You are massive on social media. How did that journey begin?
My journey began in 2015 when everyone suggested that Twitter is a cool app and that I should be on it. Then, came Instagram. I found all of these a cool platform to connect to fans and to be in touch with them. Twitter is the birth place of my fans who call themselves Armaanians.
My network is building day by day. We started small, but now I have 20 million fans across all my social media platforms. It is unbelievable to know that so many people love me and follow my music and like what I stand for.
Apart from music, my fans connect with the person I am. I write quotes and spread positivity on my page. I also have this Instagram page called Armaan Malik quotes. I write phrases that bring about positivity and that is the reason why it connects to so many of my fans. There’s no secret or agenda here.
Tell us about ‘Control’ and did you choose a song about a toxic, troubled relationship deliberately as such songs tend to be popular?
The guy is trapped in a controlling relationship and he still wants to be with that person. But he also wants to get out because it’s suffocating. She’s playing with him. But I never thought that break-up songs are working and therefore let me write something that talks about toxic relationships.
The truth is that I have seen toxic relationships around me among my friends. I have grown up with these people and I know what is going on in their personal lives. As an artist I like to draw a lot from what is happening around me. And I think that when you draw from real life, it connects further. This song is not something I picked off on a trend.

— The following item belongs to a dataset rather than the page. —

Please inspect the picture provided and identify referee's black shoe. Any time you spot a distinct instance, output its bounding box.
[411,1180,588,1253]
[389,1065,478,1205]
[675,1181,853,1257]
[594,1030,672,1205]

You have cultivated a wholesome, clean image. Even though you were in this music industry and showbiz as a young teenager, you never cut a troubled figure who lives a life of excess or dabbled in drugs and rock n roll …
I have always been disciplined in the way I was brought up. I was never a rebel. I have always been focused and I have always channelled my energy in the right way. Even when I found success early in my life, I didn’t go mad or forget people who helped me come up. Probably, it’s because I don’t take my own success too seriously. I just go on with my music. I have seen many musicians who go on a downward spiral after tasting success. But a lot of it has to do with your mental strength as an artist.
Do they get influenced by the people around them? I didn’t have friends during growing up. Ever since I was a nine year old I have either been into studies or into music. I have never been that teenager with a wild vibe who goes out partying. I have been serious all my life and it’s only in the last three years I have just let loose and had some fun in the traditional sense. Now at the age of 24, I am acting like a teenager. But I have never been reckless. I don’t have a dark side to me. My personality can never be dark even if I make dark music.
“I was not the kind of teenager who had posters of pop idols on my walls. I never fanboyed over someone specifically. But I have fanboyed over their musicality and the kind of artists they are. I used to look up to Michael Jackson, John Mayer, Bruno Mars and Michael Buble.”
Did you know?
It was Armaan Malik’s brother who introduced him to Western sounds and songs by filling his iPod with songs from international singers.
“But I have not modelled myself after them… While they were inspiring, they were just my building blocks as an artist. Today I am a mixture of all of that. My musical DNA is unique and can’t be replicated or taken from someone else. Listening to these artists have made me grow as a singer.”